- Date: –
- Venue: The Palestine Center
Dr. Paul Kohlbry, Palestinian Studies Postdoctoral Research Associate at Brown University
In 2007, the Palestinian Authority (PA) began its first concerted foray into land registration and titling in the West Bank. Today, after a series of institutional changes, crises, and setbacks, these efforts have accelerated and expanded with the goal of titling the entire West Bank by the mid-2020s. Originally backed by the World Bank, these sorts of land titling projects are synonymous with contemporary forms of neoliberal privatization and market expansion. But the use of title as a means of holding territory is much older, characterizing not only the Palestinian experience but other Indigenous struggles against of settler colonialism as well. Based on interviews, technical documents, and extended participant observation with PA survey teams, this talk will explore how property titling is reconfiguring the relationship between control of territory and ownership of property in the contemporary West Bank.

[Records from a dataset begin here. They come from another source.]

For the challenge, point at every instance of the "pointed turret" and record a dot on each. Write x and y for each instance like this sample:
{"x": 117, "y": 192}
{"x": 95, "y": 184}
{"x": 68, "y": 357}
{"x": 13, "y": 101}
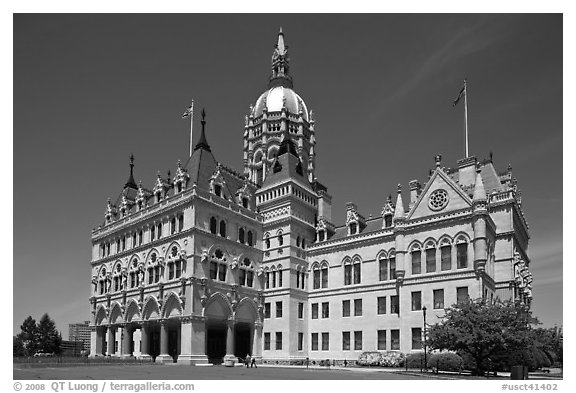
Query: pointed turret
{"x": 280, "y": 65}
{"x": 479, "y": 191}
{"x": 202, "y": 142}
{"x": 131, "y": 183}
{"x": 399, "y": 209}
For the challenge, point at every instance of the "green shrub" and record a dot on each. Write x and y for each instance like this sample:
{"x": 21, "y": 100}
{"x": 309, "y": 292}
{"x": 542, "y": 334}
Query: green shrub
{"x": 369, "y": 359}
{"x": 445, "y": 361}
{"x": 415, "y": 360}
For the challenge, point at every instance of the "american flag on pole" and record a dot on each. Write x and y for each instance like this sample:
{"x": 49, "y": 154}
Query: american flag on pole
{"x": 460, "y": 95}
{"x": 188, "y": 112}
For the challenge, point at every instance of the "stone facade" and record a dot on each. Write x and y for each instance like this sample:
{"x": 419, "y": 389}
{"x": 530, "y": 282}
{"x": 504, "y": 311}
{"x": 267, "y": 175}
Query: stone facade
{"x": 210, "y": 265}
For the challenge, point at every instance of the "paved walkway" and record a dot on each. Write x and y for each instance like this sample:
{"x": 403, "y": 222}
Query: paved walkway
{"x": 177, "y": 372}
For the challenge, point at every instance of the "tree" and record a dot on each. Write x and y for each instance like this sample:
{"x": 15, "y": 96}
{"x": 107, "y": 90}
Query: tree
{"x": 49, "y": 338}
{"x": 17, "y": 347}
{"x": 29, "y": 336}
{"x": 483, "y": 330}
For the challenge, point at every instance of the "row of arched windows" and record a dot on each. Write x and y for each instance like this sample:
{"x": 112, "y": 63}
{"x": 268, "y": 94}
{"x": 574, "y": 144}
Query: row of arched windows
{"x": 136, "y": 238}
{"x": 245, "y": 236}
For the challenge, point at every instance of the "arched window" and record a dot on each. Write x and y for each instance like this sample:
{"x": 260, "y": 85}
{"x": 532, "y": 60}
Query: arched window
{"x": 462, "y": 253}
{"x": 218, "y": 266}
{"x": 430, "y": 257}
{"x": 241, "y": 235}
{"x": 445, "y": 255}
{"x": 223, "y": 228}
{"x": 416, "y": 255}
{"x": 246, "y": 273}
{"x": 352, "y": 272}
{"x": 213, "y": 225}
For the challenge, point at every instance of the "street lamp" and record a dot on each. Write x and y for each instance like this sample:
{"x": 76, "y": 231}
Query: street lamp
{"x": 425, "y": 354}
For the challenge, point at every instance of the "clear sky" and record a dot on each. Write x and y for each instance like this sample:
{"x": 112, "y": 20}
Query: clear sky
{"x": 89, "y": 90}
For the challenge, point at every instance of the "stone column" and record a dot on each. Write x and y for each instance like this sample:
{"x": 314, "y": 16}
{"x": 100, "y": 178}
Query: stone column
{"x": 110, "y": 341}
{"x": 164, "y": 357}
{"x": 230, "y": 341}
{"x": 95, "y": 341}
{"x": 145, "y": 345}
{"x": 257, "y": 341}
{"x": 126, "y": 341}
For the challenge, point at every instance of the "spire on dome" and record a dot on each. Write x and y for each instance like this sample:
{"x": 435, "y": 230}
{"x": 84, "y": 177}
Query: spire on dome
{"x": 280, "y": 65}
{"x": 131, "y": 183}
{"x": 479, "y": 191}
{"x": 202, "y": 142}
{"x": 399, "y": 209}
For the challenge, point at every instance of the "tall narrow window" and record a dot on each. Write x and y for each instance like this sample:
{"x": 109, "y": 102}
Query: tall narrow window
{"x": 358, "y": 341}
{"x": 417, "y": 338}
{"x": 461, "y": 294}
{"x": 438, "y": 298}
{"x": 266, "y": 341}
{"x": 223, "y": 228}
{"x": 445, "y": 257}
{"x": 395, "y": 339}
{"x": 462, "y": 255}
{"x": 324, "y": 273}
{"x": 381, "y": 339}
{"x": 345, "y": 308}
{"x": 430, "y": 260}
{"x": 345, "y": 341}
{"x": 394, "y": 305}
{"x": 348, "y": 273}
{"x": 357, "y": 272}
{"x": 381, "y": 305}
{"x": 416, "y": 261}
{"x": 383, "y": 269}
{"x": 357, "y": 307}
{"x": 213, "y": 225}
{"x": 314, "y": 341}
{"x": 416, "y": 301}
{"x": 325, "y": 341}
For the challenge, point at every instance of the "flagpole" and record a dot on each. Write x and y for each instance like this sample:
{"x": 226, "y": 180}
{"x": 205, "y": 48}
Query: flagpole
{"x": 466, "y": 116}
{"x": 191, "y": 124}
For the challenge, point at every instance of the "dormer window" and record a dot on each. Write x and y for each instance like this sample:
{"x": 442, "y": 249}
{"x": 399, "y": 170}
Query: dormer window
{"x": 388, "y": 220}
{"x": 353, "y": 228}
{"x": 218, "y": 190}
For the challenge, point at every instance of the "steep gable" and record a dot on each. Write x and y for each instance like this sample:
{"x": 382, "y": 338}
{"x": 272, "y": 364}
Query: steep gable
{"x": 451, "y": 198}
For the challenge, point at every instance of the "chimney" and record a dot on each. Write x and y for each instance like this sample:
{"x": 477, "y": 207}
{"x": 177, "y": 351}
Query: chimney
{"x": 467, "y": 171}
{"x": 415, "y": 189}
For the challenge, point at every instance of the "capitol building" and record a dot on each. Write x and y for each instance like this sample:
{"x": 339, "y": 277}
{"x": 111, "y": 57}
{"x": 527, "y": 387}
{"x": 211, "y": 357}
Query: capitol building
{"x": 211, "y": 264}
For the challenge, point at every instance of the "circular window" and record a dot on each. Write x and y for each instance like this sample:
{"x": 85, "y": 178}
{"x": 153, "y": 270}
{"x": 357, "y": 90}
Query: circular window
{"x": 438, "y": 200}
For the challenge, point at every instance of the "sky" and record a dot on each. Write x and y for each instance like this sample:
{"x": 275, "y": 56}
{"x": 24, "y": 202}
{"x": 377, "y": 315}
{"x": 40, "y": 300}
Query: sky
{"x": 89, "y": 90}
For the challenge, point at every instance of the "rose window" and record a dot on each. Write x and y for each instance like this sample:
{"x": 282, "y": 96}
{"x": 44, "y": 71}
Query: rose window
{"x": 438, "y": 200}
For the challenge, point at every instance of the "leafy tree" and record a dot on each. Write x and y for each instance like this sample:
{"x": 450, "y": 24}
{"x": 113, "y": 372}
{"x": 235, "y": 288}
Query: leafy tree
{"x": 50, "y": 339}
{"x": 29, "y": 336}
{"x": 18, "y": 347}
{"x": 483, "y": 330}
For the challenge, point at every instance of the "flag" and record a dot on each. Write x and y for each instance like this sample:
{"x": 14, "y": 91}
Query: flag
{"x": 189, "y": 111}
{"x": 462, "y": 92}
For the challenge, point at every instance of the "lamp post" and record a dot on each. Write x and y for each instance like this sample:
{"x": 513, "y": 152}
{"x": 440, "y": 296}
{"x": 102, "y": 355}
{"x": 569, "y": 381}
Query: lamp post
{"x": 425, "y": 353}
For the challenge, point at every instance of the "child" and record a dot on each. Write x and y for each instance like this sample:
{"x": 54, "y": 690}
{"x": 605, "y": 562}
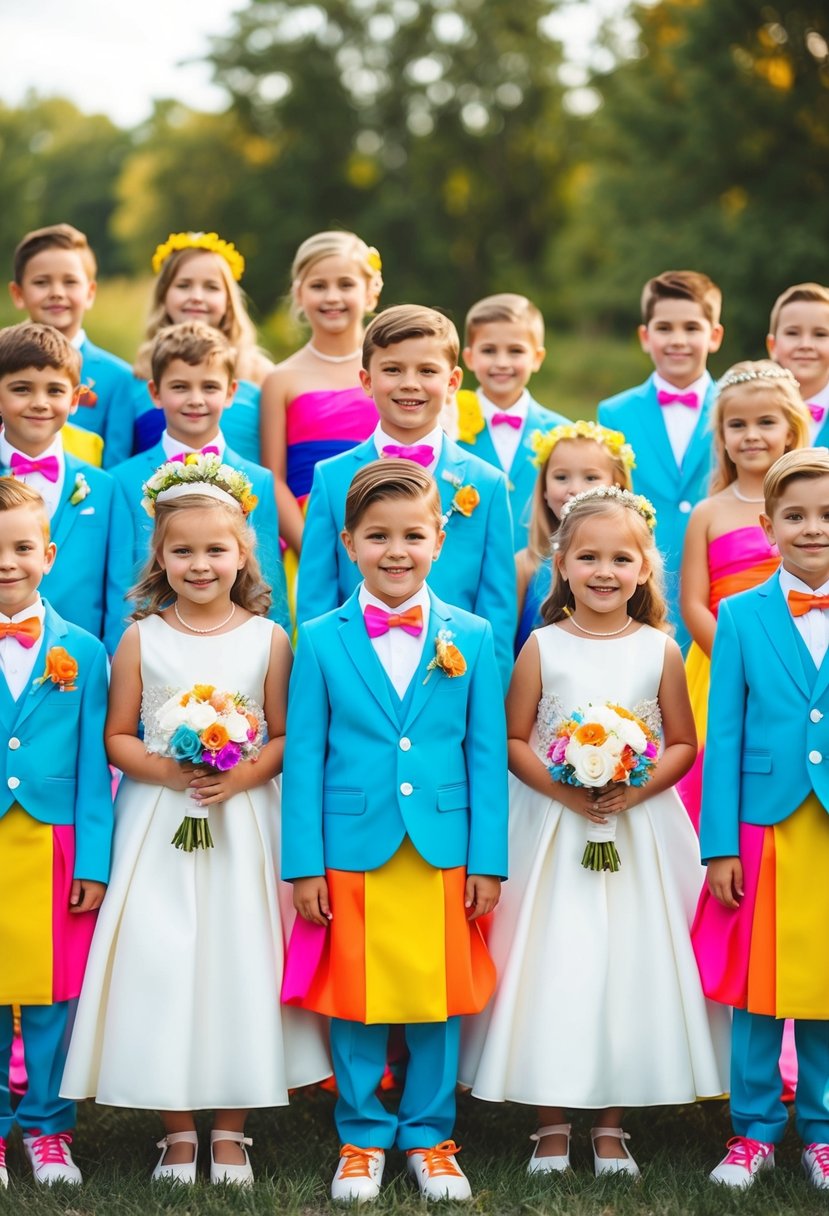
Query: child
{"x": 665, "y": 420}
{"x": 757, "y": 416}
{"x": 54, "y": 281}
{"x": 505, "y": 345}
{"x": 180, "y": 1005}
{"x": 569, "y": 459}
{"x": 765, "y": 831}
{"x": 55, "y": 828}
{"x": 39, "y": 378}
{"x": 394, "y": 823}
{"x": 598, "y": 1002}
{"x": 313, "y": 403}
{"x": 410, "y": 367}
{"x": 799, "y": 339}
{"x": 198, "y": 280}
{"x": 192, "y": 387}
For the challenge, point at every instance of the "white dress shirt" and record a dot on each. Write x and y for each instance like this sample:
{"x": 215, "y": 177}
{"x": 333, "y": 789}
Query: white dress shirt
{"x": 398, "y": 651}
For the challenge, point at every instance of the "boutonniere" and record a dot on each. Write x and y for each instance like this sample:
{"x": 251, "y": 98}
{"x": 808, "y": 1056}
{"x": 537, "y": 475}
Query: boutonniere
{"x": 80, "y": 490}
{"x": 447, "y": 657}
{"x": 61, "y": 669}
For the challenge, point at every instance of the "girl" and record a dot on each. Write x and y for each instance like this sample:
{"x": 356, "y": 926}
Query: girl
{"x": 180, "y": 1006}
{"x": 757, "y": 416}
{"x": 598, "y": 1001}
{"x": 570, "y": 457}
{"x": 198, "y": 276}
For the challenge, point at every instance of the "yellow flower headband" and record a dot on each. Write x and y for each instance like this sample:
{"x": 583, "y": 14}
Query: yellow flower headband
{"x": 208, "y": 241}
{"x": 543, "y": 442}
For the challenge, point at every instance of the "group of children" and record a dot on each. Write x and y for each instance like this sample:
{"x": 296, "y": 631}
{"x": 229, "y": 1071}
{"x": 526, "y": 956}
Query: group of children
{"x": 344, "y": 828}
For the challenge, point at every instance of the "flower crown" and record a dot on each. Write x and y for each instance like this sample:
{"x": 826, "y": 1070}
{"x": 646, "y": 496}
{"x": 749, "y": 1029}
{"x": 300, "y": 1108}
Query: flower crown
{"x": 198, "y": 474}
{"x": 542, "y": 442}
{"x": 209, "y": 241}
{"x": 637, "y": 502}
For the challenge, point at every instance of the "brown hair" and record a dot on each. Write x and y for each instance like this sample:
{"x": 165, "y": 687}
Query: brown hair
{"x": 647, "y": 603}
{"x": 30, "y": 344}
{"x": 56, "y": 236}
{"x": 388, "y": 479}
{"x": 404, "y": 321}
{"x": 193, "y": 342}
{"x": 682, "y": 285}
{"x": 784, "y": 393}
{"x": 153, "y": 591}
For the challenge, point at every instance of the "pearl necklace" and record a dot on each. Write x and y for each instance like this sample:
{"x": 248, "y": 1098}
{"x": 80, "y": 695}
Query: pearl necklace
{"x": 192, "y": 628}
{"x": 332, "y": 359}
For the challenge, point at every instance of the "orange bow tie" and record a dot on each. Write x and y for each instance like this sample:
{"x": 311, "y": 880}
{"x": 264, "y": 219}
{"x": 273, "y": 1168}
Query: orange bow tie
{"x": 800, "y": 602}
{"x": 23, "y": 631}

In his talk, Paul Kohlbry looks at PA land titling within a longer history and broader geography of Indigenous deployments of land titling and private property to protect land in the context of settler colonialism. He examines the contemporary West Bank where the Oslo regime (Areas A, B, and C) is such that, as a political strategy, the titling project in Area B seeks to legally fortify—if not to prevent, then to lay the grounds for contestation—what remains of rural Palestine under PA jurisdiction. As a result, titling takes on a speculative quality, as both the legal force of the PA’s title, and the durability of its institutions, are a gamble rather than a certainly. Within this context he explores how the PA convinces landowners to participate in titling when it seems unlikely to everyone involved that the PA’s title will be able to secure a property claim indefinitely into the future. He shows that the myriad practices that surveyors turn to that allow for day-to-day work to progress while holding at bay questions about the longer-term viability of PA-issued title. These practices are a way of making due with the wreckage of the present that, by suspending the long-term, allows the near future to remain tentatively open. He argues that, in the absence of a strategy or plan of collective defense, land titling leaves the question of collective territory to the responsibility of the individual owner and the forces of corporate development, real estate speculation, and international investment that are currently transforming the distribution and use of land in the West Bank highlands.
Biography of Speaker
Paul Kohlbry is an anthropologist whose work examines the relationships between law, capitalism, and territorial politics. His current book project, Plots and Deeds: Property and Formations of Land Defense in the West Bank, explores how private property has come to orient land politics in the West Bank by tracking how shifts in rural land use and ownership have intersected with transformations in property law to shape Palestinian land defense projects since the 1980s. More broadly, his work seeks to bring Palestine into conversation with a broader range of Indigenous experiences through the lens of political economy. He has also worked with grassroots Palestinian organizations in the West Bank and is interested in the relationship between critical research and the needs and concerns of movements. His writing has been published in The Journal of Palestine Studies, Dialectical Anthropology, and Historical Materialism. He holds a PhD from Johns Hopkins University and is currently the Palestinian Studies Postdoctoral Research Associate at Brown University.